The British involvement may have started earlier but they were responsible for ending the rivalry of the sultan’s sons after his death. One of the sons became the sultan of Oman and the other the sultan of Zanzibar in 1861. Britain influenced the abolishment of slavery in 1873 following a crusade spearheaded by the famous David Livingstone after reporting a massacre in 1871 in the Eastern Congo. Britain’s colonial interests on the African mainland along with other colonial powers such as the Germans and the Italians meant that the Omani’s influence on the coast diminished and eventually British control of Zanzibar via the ruling Arab elite was established when Zanzibar became a British protectorate in 1890.

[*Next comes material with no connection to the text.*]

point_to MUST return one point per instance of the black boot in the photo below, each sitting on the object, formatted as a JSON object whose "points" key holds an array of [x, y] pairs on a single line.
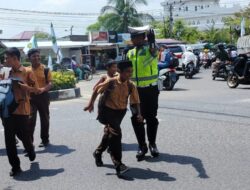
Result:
{"points": [[154, 151], [142, 151], [98, 159]]}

The later European colonisers left very little genetic evidence of inter-racial mixing in East Africa apart from a small number in Britain’s settlement colony of Kenya. Zanzibar is no exception and it would appear very little changed until the islands were granted independence in December 1963 as a constitutional monarchy under a sultan. However, even after parliamentary elections, power remained within the hands of the Arab ruling elite despite the mainly African Afro-Shirazi Party (ASP) winning 54% of the vote in the July 1963 election. This resulted in a revolutionary backlash in January 1964 that resulting in the overthrow of the sultan and the government and reprisals against the Arab ruling elite and the affluent Indians. Exact numbers of deaths are unknown but said to be up to 20,000 and many more were expelled or simply fled the country.
The new government of the Republic of Zanzibar and Pemba embraced socialism and in April that year was subsumed into Tanzania. Russian, Chinese and East German communist advisers flocked to the archipelago after the revolution prompting some western critics to refer to Zanzibar as “The Cuba of East Africa.” These advisors were not know for inter-marring into local populations and they appear not have contributed a mixed race population.
Today, the people of Zanzibar are of different origins, mostly Swahili peoples of Bantu origins but there is also minority population of Asians and Arabs and some Europeans. There are bound to be some mixed race individuals but the population is likely to be small and insignificant despite the long history of inter-racial trade and habitation.